Sto og hang. If you were somewhere with friends, standing around and waited for nothing in particular to happen, or not happen. Just watching people going by and chat with your friends. It comes without a timer, but it's likely to be at least 15 minutes and counting. You need to actually be on your feet during this "exercise".
I'll probably over-explain it again, but if your workers sto og hang they were taking a break when they were not up for one, or they had run out of assignments and were idling even though there were other things waiting to be done.
Actually, I just found my gigantic dictionary lists all three "hanging about/around/out", under the Norwegian headword "henge omkring" (to be clear). Loitering ("stand or wait around without apparent purpose"), is an even better translation.

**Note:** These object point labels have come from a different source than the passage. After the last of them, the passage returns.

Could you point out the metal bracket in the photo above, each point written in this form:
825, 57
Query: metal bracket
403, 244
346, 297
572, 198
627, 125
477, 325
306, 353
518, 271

(There are some notes about use in BrE and AmE that would explaing why one or the other sounds weird.)
"Loiter" in English has a negative connotation that "hang out" does not, but "hang around" and "hang about" do, implying idleness, uselessness, or unwanted presence. "Hang out" in this sense is anyway an American usage originally, as the OED makes clear (text search for the intransitive senses):
Here we have an older British usage meaning to reside; and an American usage meaning to associate casually with friends. It is possible that at one point "hang out"="loiter" in connotation, as a New Yorker citation from the 1940s suggests, but it no longer does, in my opinion.
(You will need to copy and paste to get the whole link above; it expires in 3 days.)
In (British) English, "hanging about/around" definitely has negative connotations, like "loitering", and would be used in the context of someone (usually) standing in the same place without good reason, and with potentially nefarious motivations. (Somehow people just waiting for lifts look more purposeful!)
In contrast, "hanging out" is a more legitimate way to spend time, specifically relaxing. Commonly, you'd hang out with other people (my daughter's friend comes over to "hang out" at our place); but not necessarily (I might go to the coffee shop on my own, to just hang out there). To spend time relaxing.
Oddly, I think if you are hanging out at home, you have to be with someone else (i.e. a guest), but if you're somewhere else, you can be on your own.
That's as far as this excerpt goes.